と、反論するわけですが、新古典派経済学の世界において、人間は「経済人」という個人なのです。個人が国境すら無視して、自由自在に動き回り、市場競争を繰り広げ、効用最大化を目指すわけなので、そもそも「共同体」という概念すら持ち合わせていないのです。無論、非常事態や安全保障といった概念も、経済学には含まれていません。

「神、空にしろしめす。なべて世はこともなし」

世界がもし「こともなし」な平時を続けられるならば、人間が「個人」「経済人」として生きていくことも可能かも知れません。とはいえ、現実は違います。人間には国家、国境が必要なのです。

幸いなことに、日本は今でも国民の同質性が高く、他国と比べて「外国人問題」が大きくなっているわけではありません(だからこそ、無防備すぎるのですが)。我が国はまだ間に合います。日本国民の国家「日本」を維持することは、今でも可能なのです。

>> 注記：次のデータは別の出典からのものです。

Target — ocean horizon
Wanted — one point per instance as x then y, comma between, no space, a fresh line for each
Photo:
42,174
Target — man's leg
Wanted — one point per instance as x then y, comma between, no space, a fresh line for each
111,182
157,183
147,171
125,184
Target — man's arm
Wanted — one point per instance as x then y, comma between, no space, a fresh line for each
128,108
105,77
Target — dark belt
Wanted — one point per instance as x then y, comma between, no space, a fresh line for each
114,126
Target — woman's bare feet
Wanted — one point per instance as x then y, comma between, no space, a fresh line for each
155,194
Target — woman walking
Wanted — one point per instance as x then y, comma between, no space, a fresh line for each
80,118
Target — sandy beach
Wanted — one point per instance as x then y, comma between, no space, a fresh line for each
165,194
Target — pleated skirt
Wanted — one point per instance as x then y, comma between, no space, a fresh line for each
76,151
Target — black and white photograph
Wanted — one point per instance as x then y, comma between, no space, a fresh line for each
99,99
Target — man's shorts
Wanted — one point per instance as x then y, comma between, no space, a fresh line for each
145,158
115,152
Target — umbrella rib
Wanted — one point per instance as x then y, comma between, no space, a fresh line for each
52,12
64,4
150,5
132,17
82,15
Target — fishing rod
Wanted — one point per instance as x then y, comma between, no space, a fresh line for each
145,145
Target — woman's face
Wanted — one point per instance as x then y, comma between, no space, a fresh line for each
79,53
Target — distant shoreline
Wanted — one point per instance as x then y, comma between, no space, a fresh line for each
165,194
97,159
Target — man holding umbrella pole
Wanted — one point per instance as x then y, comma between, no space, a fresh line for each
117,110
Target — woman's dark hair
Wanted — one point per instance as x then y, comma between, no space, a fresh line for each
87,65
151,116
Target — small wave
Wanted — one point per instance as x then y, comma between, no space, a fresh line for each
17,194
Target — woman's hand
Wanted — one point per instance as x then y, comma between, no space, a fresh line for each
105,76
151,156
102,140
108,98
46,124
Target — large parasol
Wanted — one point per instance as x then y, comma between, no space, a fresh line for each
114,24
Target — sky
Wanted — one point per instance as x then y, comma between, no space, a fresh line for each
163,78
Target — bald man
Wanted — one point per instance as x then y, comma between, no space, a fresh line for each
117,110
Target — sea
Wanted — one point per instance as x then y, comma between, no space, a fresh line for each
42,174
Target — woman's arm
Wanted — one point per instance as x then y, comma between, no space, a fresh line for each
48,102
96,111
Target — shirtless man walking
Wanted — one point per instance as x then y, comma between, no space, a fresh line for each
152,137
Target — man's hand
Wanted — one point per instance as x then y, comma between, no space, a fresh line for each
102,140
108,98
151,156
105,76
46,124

安倍政権が現在の路線を突き進む限り、残念ながら今後の日本国民は「グローバリズム」という怪物と、これまで以上に激しく争わなければならない状況になるでしょう。「彼ら」との争いに勝つためには、こちらが「奥の奥」まできちんと理解しておく必要があります。「外国人が増える? なんか嫌だなあ・・・」では、各種のレトリックを駆使する彼らに対し、勝ち目がないのです。

というわけで、三橋は「移民亡国論」を「今」書かなければならないと判断したわけでございます。